For Schwartz, this is a fundamental question. “The only way to get business to do anything is to prove it’s in their interest to do it. But the thing is big business is starting to believe it is in their interest to do this stuff.

“Marks & Spencer took a view a long time ago when it first formulated its Plan A campaign that it was in its interest to do this,’ he says. “Ten years ago they had Plan A phase one, and now they’re in the middle of Plan A phase four. Each time they learned that actually customers liked it, and staff liked it too.”

Yet still too often in the business world there remains a downside, with corporate social irresponsibility rearing its head again this year – not least from Silicon Valley tech giants once heralded as enlightened performers on the corporate stage.

“They’ve used their power to keep their money offshore, shift things around to minimise their tax obligations and have contracts with people that I think are indecent. That’s where the law needs to play a role,” says Schwartz.

Back to ClearlySo itself, in 2018, the company reaches its tenth anniversary. Where does Schwartz see the business and the wider impact economy in the following decade?

“We have a really exciting opportunity, he says. “The sector itself is £117bn. That is actually rather small, but it’s growing at 30-40% per year.
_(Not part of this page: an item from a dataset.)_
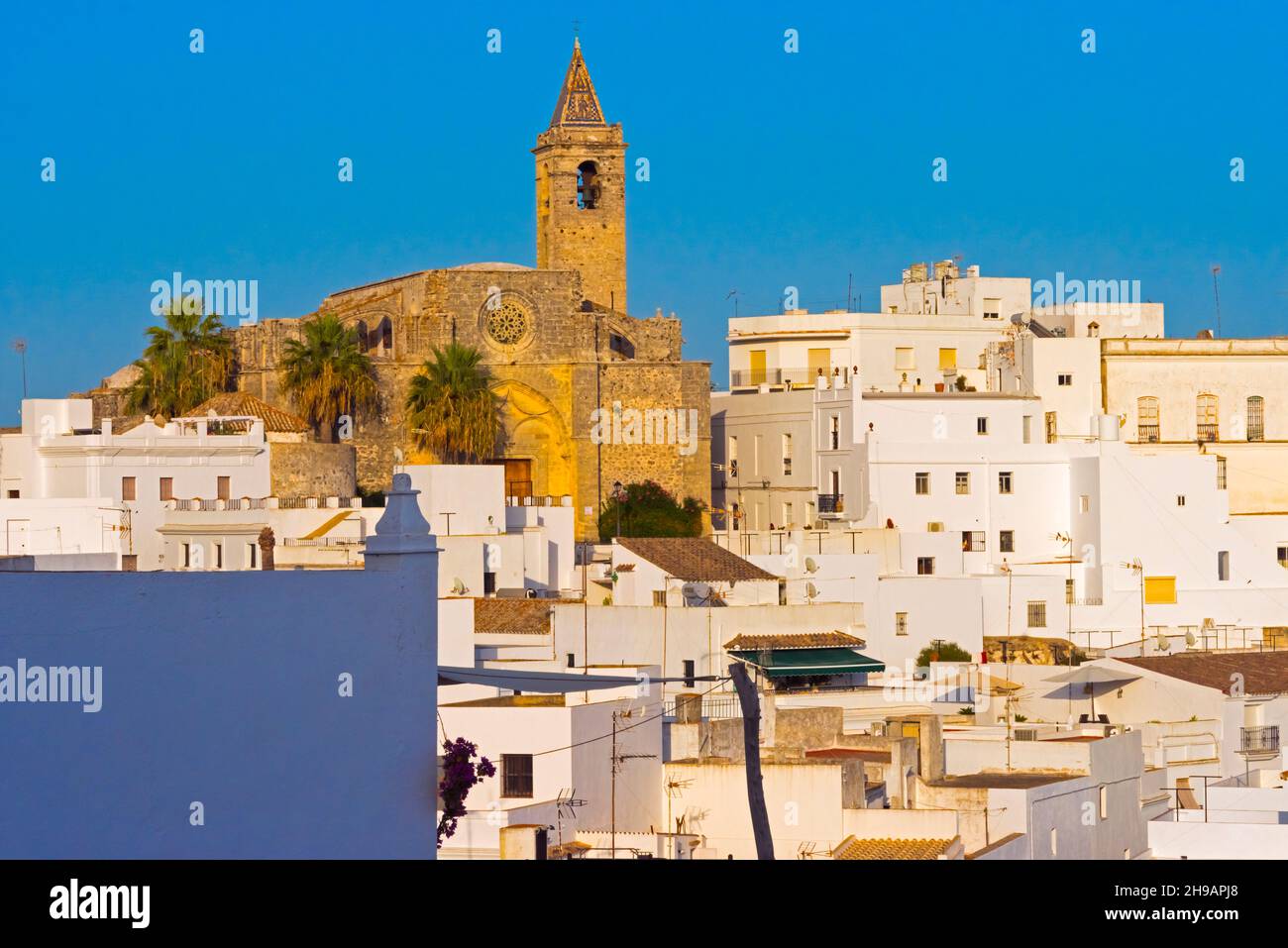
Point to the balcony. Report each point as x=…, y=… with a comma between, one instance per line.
x=1260, y=742
x=790, y=377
“We are operating across Europe, which is odd given the way things are going politically. But whereas we used to just talk to UK institutions now we increasingly talk to European institutions because they’re interested both in UK enterprises and UK funds. We will do many more deals, particularly much larger deals and probably a greater variety of deals, so we can enable more types of investors to participate in the impact investment sector.”

“In 10 years’ time we will have a thousand, and the assets that they manage will be incredibly large, and the impact that they can generate will be substantial because if they’re measuring something. If they care about impact that would benefit society.

In looking forward, Schwartz draws on his instinct to look on the bright side; that’s what has undoubtedly driven him at ClearlySo. “I’m often accused of being an optimist and it’s definitely true,’ he says. “I wouldn’t be doing this if I wasn’t.”

Rodney Schwartz – CV

Since 2008
Chief executive, ClearlySo

1997-2013
Chief executive, Catalyst Fund Management & Research

2005-06
Chairman, Shelter

2003-06
Chairman, JustGiving

1996-97
Parliamentary candidate, Welwyn Hatfield Liberal Democrats

1994-97
Managing director and head of financial institutions, Paribas

1988-94
Co-head of equities and managing director, Lehman Brothers

1980-88
Equity research analyst, PaineWebber.

Education

1978-80
MBA, finance and applied economics, University of Rochester Simon Business School

1975-79
BA, political science, University of Rochester.